1) Identify the probable settlement range using technical/statistical analysis, 2) Place butterflies at key levels within the range (round numbers, pivots), 3) Size each according to settlement probability - higher-probability strikes get larger allocation, 4) Calculate aggregate Greeks to ensure portfolio risk is acceptable, 5) Total debit across all butterflies is your maximum risk, 6) Monitor correlation - adjacent butterflies have overlapping exposures. In Canada, restrict arrays to highly liquid underlyings such as XIU or SXO; thin names make a multi-butterfly array very hard to exit cleanly.
Expiry-day gamma is extreme at the middle strike - tiny moves cause large P&L swings - and American-style XIU/bank bodies can be assigned. Management: 1) Pre-commit to exit by a specific time regardless of position, 2) Use a percentage trailing stop rather than absolute, 3) Accept only 70-80% of max profit to exit early, 4) Check the ex-dividend calendar and close ITM short calls before the dividend, 5) Size small enough that a full loss from peak profit is acceptable. If you want to avoid assignment entirely, trade SXO index butterflies, which are European and cash-settled.
1) Identify the expected post-event settlement zone (not just direction), 2) Enter 2-5 days before the event when IV is elevated and rising, 3) Place the body at the expected settlement, not current price, 4) Size small (1-2% of capital) due to the binary nature, 5) Consider multiple butterflies if uncertain about the exact level, 6) Plan both scenarios. Canadian bank earnings season is ideal: the Big Six report within a roughly two-week window each quarter, inflating sector IV (ZEB/XFN and single names) and then crushing it - edge comes from buying cheap wings pre-event and benefiting from IV crush plus price stabilization afterward.

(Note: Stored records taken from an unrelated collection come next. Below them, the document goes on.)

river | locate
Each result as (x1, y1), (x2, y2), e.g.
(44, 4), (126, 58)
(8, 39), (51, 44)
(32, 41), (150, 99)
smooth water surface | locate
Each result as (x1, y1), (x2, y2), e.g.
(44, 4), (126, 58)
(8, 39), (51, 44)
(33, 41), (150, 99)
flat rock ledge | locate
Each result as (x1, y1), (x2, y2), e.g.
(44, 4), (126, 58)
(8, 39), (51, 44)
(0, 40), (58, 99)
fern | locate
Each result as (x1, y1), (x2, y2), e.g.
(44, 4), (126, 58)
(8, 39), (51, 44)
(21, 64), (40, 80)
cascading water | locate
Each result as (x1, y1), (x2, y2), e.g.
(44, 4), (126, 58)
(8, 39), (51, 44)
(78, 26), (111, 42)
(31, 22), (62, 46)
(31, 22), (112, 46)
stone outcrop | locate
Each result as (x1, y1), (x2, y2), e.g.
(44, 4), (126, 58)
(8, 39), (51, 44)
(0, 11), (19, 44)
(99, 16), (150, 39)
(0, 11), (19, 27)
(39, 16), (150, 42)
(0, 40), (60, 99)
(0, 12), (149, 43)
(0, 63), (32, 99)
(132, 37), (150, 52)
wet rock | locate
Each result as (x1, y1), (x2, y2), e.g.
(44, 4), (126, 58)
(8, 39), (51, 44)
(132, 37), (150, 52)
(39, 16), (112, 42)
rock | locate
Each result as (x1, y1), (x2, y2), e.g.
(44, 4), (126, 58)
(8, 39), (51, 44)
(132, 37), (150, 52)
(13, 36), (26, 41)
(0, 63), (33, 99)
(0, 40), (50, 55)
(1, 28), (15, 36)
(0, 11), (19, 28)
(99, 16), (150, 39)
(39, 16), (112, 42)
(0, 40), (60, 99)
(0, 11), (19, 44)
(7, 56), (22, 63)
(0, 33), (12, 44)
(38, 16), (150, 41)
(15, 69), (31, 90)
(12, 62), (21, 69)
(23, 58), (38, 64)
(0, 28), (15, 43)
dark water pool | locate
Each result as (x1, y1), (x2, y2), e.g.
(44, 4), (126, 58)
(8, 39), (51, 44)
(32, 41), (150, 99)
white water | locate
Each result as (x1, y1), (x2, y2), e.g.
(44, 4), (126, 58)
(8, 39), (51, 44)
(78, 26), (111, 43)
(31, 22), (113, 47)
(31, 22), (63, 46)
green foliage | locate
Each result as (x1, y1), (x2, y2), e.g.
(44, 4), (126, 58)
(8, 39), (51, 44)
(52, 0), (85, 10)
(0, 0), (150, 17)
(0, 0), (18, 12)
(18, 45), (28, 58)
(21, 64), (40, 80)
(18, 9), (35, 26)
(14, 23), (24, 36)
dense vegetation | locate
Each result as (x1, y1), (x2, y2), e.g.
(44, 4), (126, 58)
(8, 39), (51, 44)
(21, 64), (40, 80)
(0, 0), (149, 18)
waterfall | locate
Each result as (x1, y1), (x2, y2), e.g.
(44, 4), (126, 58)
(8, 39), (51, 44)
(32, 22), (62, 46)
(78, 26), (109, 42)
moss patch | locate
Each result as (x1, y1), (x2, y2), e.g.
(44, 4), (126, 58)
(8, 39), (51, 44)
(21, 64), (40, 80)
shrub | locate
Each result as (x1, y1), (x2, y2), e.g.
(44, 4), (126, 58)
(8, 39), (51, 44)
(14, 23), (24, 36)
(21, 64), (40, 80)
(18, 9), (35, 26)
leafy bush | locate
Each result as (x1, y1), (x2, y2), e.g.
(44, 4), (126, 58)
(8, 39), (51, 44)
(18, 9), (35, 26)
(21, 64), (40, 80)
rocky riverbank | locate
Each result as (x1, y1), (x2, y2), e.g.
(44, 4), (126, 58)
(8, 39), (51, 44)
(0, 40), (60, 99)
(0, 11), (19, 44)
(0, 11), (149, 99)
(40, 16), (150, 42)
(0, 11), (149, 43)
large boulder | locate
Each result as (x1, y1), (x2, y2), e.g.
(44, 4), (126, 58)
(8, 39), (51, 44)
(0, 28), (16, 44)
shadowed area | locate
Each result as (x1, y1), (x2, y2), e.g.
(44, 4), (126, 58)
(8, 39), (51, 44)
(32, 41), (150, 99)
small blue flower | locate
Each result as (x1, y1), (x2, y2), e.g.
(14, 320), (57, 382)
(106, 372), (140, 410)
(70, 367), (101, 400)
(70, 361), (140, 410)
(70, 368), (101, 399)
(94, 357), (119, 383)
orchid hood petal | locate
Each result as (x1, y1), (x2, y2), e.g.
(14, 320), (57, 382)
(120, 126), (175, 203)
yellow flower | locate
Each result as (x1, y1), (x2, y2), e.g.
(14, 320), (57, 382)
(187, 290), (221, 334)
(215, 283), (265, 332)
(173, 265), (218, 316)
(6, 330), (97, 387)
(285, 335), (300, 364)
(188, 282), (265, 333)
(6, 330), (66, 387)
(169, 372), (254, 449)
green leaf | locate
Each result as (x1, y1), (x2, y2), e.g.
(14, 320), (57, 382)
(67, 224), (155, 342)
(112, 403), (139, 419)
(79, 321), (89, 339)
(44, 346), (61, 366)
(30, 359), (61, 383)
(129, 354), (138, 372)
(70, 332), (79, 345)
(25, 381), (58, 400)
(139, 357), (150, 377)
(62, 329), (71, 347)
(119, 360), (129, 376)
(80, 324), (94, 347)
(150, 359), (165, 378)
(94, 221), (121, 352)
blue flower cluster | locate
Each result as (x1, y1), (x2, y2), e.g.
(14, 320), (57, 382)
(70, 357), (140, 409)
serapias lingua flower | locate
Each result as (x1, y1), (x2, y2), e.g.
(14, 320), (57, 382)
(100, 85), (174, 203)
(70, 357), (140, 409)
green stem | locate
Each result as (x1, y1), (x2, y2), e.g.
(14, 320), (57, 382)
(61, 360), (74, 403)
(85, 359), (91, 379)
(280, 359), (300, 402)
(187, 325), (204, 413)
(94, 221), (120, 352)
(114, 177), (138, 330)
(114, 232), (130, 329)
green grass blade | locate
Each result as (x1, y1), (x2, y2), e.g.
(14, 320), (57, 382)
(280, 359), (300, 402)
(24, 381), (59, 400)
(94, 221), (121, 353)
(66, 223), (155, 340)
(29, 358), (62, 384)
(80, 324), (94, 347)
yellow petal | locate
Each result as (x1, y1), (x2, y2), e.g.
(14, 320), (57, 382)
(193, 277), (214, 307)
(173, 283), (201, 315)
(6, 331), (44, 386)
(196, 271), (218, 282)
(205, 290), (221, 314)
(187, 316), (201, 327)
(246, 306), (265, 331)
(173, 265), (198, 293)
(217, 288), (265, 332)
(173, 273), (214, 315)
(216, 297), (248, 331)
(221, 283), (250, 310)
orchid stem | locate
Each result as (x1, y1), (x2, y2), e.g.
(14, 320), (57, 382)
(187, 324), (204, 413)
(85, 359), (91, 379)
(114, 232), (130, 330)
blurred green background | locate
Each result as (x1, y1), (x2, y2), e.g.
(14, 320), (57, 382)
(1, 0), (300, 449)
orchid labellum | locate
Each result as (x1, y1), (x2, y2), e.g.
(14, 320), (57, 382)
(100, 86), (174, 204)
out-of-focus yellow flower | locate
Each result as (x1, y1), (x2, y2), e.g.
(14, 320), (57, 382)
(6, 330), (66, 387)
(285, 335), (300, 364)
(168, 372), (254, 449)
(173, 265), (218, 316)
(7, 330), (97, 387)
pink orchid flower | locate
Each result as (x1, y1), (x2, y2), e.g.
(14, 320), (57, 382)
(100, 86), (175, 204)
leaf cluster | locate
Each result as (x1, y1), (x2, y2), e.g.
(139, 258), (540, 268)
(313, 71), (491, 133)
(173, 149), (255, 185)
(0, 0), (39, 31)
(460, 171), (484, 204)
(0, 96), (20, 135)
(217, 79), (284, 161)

Compare: 1) Execution cost - calculate theoretical value and bid-ask spread for each (critical in Canada's wider-spread market), 2) Margin treatment - some brokers favour iron butterfly margin efficiency, 3) Leg risk - a 4-leg iron fly has more execution risk than a 3-leg butterfly, 4) Closing ease - which can be closed faster when needed? Run both through your CIRO-regulated broker's order system to get real quotes. Iron butterflies often fill better at ATM strikes due to higher liquidity. Track execution quality over time to determine which works best for your broker and timing.
Track: 1) Win rate by configuration (wing width, DTE, IV at entry, underlying), 2) Average winner vs average loser by configuration, 3) Profit factor by entry timing, 4) Performance by target selection method, 5) Exit type analysis - which exit method produces the best results, 6) Gamma/assignment management efficiency - how much did early exits leave on the table vs save from losses or assignment? After 50+ trades, identify which configurations show a statistical edge and scale those while eliminating underperformers. Keep detailed records, as the CRA may assess active trading as business income.